Diğer bölümde de 45 oy ve 45 yorum sınırı olacak, bilgilerinize sunulur. Lütfen oylarınızı eksik etmeyin, yorumlarınızı çok severek okuduğumu da unutmayın.

Sizi çok seviyorum. 💜

Yine çok konuştu bu yazarınız, ben susayım bölüm konuşsun en iyisi. İyi okumalar❤️❤️

Okul binasına birkaç metre kala etrafımızı bir anda dört bir yandan sardıklarını fark ettik. Pencerenin tam önünde, ayrıca sağımızda, solumuzda ve arkamızda birikmiş beş tane adam vardı. Gözlerimi karşıdan ayırmadan kafamı hafifçe Emir'e dönerek fısıldadım. "Harika. Şimdi ne yapacağız?"  Emir'in aldığı derin nefesle, işimizin zor olacağını anlamıştım.
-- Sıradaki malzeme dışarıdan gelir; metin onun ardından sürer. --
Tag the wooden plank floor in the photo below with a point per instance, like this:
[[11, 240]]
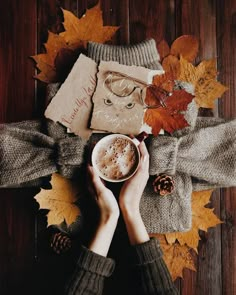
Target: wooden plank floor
[[23, 29]]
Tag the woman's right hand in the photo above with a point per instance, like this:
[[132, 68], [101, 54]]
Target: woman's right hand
[[133, 188], [129, 200]]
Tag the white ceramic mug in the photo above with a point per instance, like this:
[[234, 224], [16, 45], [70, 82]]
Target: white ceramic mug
[[116, 157]]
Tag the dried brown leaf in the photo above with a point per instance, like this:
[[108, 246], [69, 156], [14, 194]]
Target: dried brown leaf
[[203, 77], [60, 200], [163, 49], [202, 219], [171, 65], [169, 118], [45, 61], [177, 257], [87, 28]]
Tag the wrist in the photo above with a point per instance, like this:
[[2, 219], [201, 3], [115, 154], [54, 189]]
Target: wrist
[[109, 219]]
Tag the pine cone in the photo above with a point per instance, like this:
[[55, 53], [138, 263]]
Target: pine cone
[[163, 184], [60, 243]]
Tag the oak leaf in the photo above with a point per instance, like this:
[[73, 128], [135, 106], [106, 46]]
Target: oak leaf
[[60, 200], [170, 117], [203, 77], [202, 219], [186, 46], [88, 28], [177, 257]]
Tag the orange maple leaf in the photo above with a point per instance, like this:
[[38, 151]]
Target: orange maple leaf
[[60, 200], [171, 65], [203, 77], [45, 61], [169, 118], [163, 49], [176, 256], [202, 219], [88, 28], [62, 50]]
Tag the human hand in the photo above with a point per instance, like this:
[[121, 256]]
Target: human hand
[[104, 197], [132, 189], [109, 214]]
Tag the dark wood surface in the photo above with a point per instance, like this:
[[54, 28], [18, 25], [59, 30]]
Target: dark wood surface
[[23, 29]]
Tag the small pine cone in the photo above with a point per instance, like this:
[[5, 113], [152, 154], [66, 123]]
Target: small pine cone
[[60, 243], [163, 184]]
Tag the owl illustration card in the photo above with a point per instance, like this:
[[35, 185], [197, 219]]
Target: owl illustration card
[[72, 104], [118, 100]]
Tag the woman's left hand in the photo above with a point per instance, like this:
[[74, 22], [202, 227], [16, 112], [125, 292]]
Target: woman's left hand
[[104, 197]]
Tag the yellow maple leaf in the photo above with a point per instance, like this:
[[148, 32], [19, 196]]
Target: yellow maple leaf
[[45, 61], [176, 256], [202, 219], [60, 200], [203, 77], [75, 37], [88, 28]]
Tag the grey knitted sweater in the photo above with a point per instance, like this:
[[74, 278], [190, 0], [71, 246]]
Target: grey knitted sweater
[[206, 153], [32, 150]]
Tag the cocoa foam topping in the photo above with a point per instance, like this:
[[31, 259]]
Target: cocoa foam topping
[[117, 158]]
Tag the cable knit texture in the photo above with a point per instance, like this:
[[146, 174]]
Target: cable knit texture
[[32, 150], [142, 54], [152, 275]]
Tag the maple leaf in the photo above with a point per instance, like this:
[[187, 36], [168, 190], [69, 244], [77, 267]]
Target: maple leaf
[[176, 256], [203, 77], [202, 219], [171, 65], [45, 61], [165, 81], [186, 46], [163, 49], [169, 118], [60, 200], [88, 28], [63, 49]]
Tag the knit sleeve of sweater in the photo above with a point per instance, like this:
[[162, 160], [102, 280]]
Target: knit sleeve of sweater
[[91, 271], [154, 274], [27, 153], [207, 153]]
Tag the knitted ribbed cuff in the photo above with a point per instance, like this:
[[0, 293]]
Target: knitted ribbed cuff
[[163, 153], [70, 155], [148, 251], [95, 263], [142, 54]]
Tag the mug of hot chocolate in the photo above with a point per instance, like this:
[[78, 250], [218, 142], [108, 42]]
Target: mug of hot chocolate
[[116, 156]]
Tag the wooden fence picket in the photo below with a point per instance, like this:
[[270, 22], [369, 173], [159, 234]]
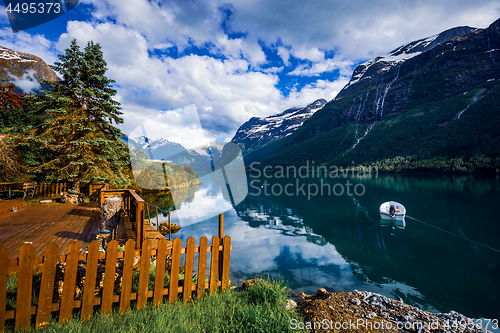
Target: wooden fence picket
[[69, 286], [47, 285], [202, 267], [25, 265], [128, 270], [142, 293], [214, 270], [160, 271], [174, 271], [4, 271], [188, 271], [24, 285], [225, 262], [109, 277], [90, 280]]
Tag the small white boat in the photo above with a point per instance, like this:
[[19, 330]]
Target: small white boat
[[392, 210]]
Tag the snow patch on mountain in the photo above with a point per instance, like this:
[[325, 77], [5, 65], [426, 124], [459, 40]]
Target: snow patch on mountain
[[262, 130]]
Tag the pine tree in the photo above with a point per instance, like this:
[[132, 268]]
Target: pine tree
[[80, 111]]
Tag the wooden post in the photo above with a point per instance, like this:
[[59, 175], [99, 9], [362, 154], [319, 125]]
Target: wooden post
[[4, 265], [139, 218], [169, 228], [157, 223], [221, 239], [202, 267], [24, 285]]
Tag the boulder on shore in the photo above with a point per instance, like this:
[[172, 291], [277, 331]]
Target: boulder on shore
[[110, 213], [163, 228]]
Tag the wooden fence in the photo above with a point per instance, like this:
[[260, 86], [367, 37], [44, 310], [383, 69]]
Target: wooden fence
[[27, 264], [133, 207], [50, 189], [43, 189]]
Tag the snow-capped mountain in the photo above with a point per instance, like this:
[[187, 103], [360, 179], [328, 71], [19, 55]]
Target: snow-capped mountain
[[17, 66], [384, 63], [164, 150], [432, 99], [258, 132], [159, 149]]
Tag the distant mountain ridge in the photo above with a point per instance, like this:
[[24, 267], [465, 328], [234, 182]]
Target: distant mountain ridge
[[14, 65], [257, 136], [431, 99], [164, 150]]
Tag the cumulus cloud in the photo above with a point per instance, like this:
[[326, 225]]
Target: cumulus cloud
[[356, 30], [236, 78], [324, 66], [284, 54], [27, 82]]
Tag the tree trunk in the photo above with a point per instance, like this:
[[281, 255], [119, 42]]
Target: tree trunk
[[76, 186]]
Emir öfkeli ve sitemkar sesiyle, "Ben nereden bileceğim ki? Harika planını yaparken bunu da düşünmüşsündür diye düşünüyorum. Herhalde bizi buradan kurtarırsın."

Ben de aynı sitemkar ses tonuyla Emir'e seslendim. "Komutan olan sensin ya hani, bu kısmını da sen halledebilirsin diye düşünmüştüm aslında, planım buydu!" Emir öfkeyle karşısındaki adamlara küfürler ederek sırtını bana daha çok yasladı. Birkaç derin nefesten sonra karar verdiğini belli edercesine seslendi.
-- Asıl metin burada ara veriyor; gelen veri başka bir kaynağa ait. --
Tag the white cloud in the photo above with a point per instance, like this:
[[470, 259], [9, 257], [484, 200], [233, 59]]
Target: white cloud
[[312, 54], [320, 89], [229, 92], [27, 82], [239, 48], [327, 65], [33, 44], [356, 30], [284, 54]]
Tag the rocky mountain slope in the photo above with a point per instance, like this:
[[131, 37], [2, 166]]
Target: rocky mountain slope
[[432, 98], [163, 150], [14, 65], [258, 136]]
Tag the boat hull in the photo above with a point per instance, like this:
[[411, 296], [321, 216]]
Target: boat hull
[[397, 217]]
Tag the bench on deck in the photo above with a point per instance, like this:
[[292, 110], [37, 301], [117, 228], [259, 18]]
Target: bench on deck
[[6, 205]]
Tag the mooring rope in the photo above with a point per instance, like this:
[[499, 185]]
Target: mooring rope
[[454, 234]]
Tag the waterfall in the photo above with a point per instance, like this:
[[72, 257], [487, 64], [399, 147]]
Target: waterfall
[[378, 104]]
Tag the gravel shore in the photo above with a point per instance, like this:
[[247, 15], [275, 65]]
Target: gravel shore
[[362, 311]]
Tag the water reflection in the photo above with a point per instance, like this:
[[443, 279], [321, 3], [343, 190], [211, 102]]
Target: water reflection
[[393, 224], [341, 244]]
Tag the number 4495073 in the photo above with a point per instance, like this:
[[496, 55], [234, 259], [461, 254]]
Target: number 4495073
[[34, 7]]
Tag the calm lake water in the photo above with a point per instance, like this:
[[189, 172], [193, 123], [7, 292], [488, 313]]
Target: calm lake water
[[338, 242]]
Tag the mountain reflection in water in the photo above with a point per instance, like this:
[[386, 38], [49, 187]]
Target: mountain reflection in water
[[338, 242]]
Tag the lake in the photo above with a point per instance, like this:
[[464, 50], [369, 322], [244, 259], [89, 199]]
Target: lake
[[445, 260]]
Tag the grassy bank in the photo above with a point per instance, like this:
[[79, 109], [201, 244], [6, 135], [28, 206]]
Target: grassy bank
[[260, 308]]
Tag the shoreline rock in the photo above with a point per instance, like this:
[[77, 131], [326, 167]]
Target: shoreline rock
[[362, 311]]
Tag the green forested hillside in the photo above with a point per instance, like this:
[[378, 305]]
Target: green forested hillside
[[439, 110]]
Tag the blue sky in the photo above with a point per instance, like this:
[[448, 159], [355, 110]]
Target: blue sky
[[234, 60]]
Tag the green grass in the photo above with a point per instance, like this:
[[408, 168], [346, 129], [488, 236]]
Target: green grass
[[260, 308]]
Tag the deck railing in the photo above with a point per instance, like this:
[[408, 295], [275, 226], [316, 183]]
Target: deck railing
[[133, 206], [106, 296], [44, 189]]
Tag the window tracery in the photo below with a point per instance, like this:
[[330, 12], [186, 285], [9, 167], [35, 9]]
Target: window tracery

"Ben pencerenin önündeki adamı vurunca sen koşarak içeri gireceksin. Gerisini de ben halledeceğim." Sırtımı ondan çekmeden bunun mümkün olmayacağını ifade etmek için omzumla ona hafifçe vurdum. "Asla. Asla burada seni yalnız başına bırakmam. Bunu aklından hemen çıkart."

Bu sırada adamlar Emir'e bağırdı. "Kara Komutan! Baksana, bu defa köşeye sıkışan sen oldun. Hep biz mi sıkışacaktık?" İğrenç bir gülme sesiyle konuşmasını tamamlayan adam Emir'in tam önündeydi ve bu yüzden de ben onun yüzünü görememiştim. Kafasını eğip bana baktıktan sonra konuşmasına devam ederken ben de olanların çok azını sadece omzumun üzerinden görebiliyordum. "Oltacının kızı.. gerçekten de çok güzelmiş, yazık olacak."

Emir dişlerinin arasından olduğunu tahmin ettiğim bir tıslamayla konuştu. "Ben senin o gözlerini oymadan evvel çek onları. Ben eğer sizi gebertmeden buradan gidersem bana da Kara Komutan demesinler!" Adam gülerek etrafımızda döndü ve benim karşıma gelmeye çalıştı. Emir öfkesinden kudururken o da dönmeye, adamla beni yüz yüze getirmemeye çabaladı ama başaramamıştı, maalesef sayıca üstün olmaları yüzünden bizden daha hızlı ve avantajlıydılar. "Kıpırdama yerinden Kara!" Silahların hepsi birden bana doğrulunca Emir korkuyla durdu.

"Senin bu Kara bize hiç rahat vermiyor biliyor musun? Üstelik onu kaç defa uyardım, buraya bir daha gelme dedim. Cesarete bak ki bir de seninle beraber geliyor!" Adam bana bir adım daha yaklaşınca tetiğe daha sıkı sarıldım. "Bir adım daha atarsan yemin ederim öldürürüm seni!" Emir'in sesli nefes alışverişlerinden bir şey düşündüğü belliydi. Bizi tehlikeye atmadan buradan kurtulmanın bir yolunu düşünüyordu.